AU towards ending Darfur crisis

ABUJA: African leaders on Thursday started combing through proposals on how to resolve a six-year conflict in Sudan's western Darfur region that has claimed up to 300,000 lives and displaced millions.

Several heads of states who sit on the African Union Peace and Security Council are studying recommendations drawn up by a seven-member high-level AU panel led by South Africa's former president Thabo Mbeki.

The team, which was mandated to critically examine the situation in Darfur, has recommended the creation of a hybrid court comprising Sudanese and foreign judges to try those suspected of committing crimes against humanity in Darfur, according to briefing notes distributed at the summit.

It also suggests that a truth and reconciliation commission be established and consider reparation for losses incurred during the ongoing conflict.
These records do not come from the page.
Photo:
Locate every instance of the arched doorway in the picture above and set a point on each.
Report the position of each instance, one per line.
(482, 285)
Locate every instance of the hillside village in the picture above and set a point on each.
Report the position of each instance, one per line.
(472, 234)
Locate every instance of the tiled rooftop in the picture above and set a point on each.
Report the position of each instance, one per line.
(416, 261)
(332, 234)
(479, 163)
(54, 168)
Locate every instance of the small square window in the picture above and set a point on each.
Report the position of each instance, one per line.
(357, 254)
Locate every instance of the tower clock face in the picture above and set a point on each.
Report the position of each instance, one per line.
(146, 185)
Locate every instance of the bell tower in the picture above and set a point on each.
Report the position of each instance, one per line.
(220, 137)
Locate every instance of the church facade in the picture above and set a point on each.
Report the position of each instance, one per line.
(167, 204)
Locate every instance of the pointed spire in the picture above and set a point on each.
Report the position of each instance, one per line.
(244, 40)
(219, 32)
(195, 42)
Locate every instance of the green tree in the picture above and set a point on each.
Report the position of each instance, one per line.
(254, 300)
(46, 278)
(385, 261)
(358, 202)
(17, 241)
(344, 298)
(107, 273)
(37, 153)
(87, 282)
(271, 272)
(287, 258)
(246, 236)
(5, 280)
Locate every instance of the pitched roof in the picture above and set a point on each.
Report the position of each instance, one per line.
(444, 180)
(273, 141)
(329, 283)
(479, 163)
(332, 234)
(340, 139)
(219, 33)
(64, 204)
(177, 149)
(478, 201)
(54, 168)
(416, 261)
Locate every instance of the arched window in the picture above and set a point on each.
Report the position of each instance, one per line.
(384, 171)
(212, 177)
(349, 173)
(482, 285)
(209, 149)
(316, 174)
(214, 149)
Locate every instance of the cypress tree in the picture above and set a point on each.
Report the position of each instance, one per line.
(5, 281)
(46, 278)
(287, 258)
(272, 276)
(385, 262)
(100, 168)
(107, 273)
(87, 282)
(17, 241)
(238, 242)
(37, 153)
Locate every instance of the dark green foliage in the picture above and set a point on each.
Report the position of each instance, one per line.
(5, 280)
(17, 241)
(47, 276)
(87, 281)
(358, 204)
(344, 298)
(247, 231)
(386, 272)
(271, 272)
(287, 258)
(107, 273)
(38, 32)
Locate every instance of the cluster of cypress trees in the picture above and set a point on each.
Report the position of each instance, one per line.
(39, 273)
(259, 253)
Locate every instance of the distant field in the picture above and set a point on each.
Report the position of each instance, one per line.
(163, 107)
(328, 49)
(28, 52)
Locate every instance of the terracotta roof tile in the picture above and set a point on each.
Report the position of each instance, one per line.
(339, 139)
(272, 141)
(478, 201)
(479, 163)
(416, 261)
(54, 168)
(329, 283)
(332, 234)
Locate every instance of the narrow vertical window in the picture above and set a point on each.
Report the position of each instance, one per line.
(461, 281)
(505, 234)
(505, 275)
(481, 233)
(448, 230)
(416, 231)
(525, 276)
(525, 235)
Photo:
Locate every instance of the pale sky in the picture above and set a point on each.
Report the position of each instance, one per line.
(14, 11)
The UN says up to 300,000 people have died and 2.7 million fled their homes since ethnic minority rebels in Darfur first rose up against the Arab-dominated government in Khartoum in February 2003.

The Sudanese government disputes the death toll saying 10,000 people died.

Sudanese leader Omar al-Beshir, who faces an international arrest warrant for war crimes and crimes against humanity arising from atrocities committed in Darfur, has skipped the Abuja summit. International and local rights groups had called for his arrest had he landed in Nigeria.

In his opening address, the AU commission president Jean Ping called on "the people of Sudan to hold their leaders accountable for the future of the their country". Ping admitted that implementing the recommendations of the report would be "by far the hardest" part of the exercise, since "Darfur is riven by mistrusts".

"We hope and expect that the summit will give a stronger leadership and clearer direction to the efforts by the international community to bring peace, reconciliation, justice and democracy to Sudan," Ramtane Lamamra, the AU commissioner for peace and security told AFP, before the talks opened.

Mbeki told the leaders that the Darfur crisis "should be resolved as a matter of urgency".

The heads of states are also expected to discuss the crises in Niger and Guinea, at the request of the regional grouping Economic Community for West African States (ECOWAS), according to Lamamra.

The AU had given Guinea's junta leader Captain Moussa Dadis Camara until October 17 to make a written pledge not to stand in the January presidential election, as per his promise when he seized power following the death of long-time strongman Lansana Conte. Failure to do so was going to attract sanctions on the bauxite rich west African country.

But Camara has said he wants the issue of his standing in presidential polls to be taken up for international mediation.

At least 157 unarmed activists demonstrating at Camara's apparent about face on the vote were gunned down by government soldiers at a Conakry stadium on September 28.

Over 1,200 were injured, including women raped by the soldiers.

Uranium-rich Niger has also been a thorn in the flesh of the African Union in light of President Mamadou Tandja's resolve to cling to power for an additional three years after his 10-year tenure ends in December.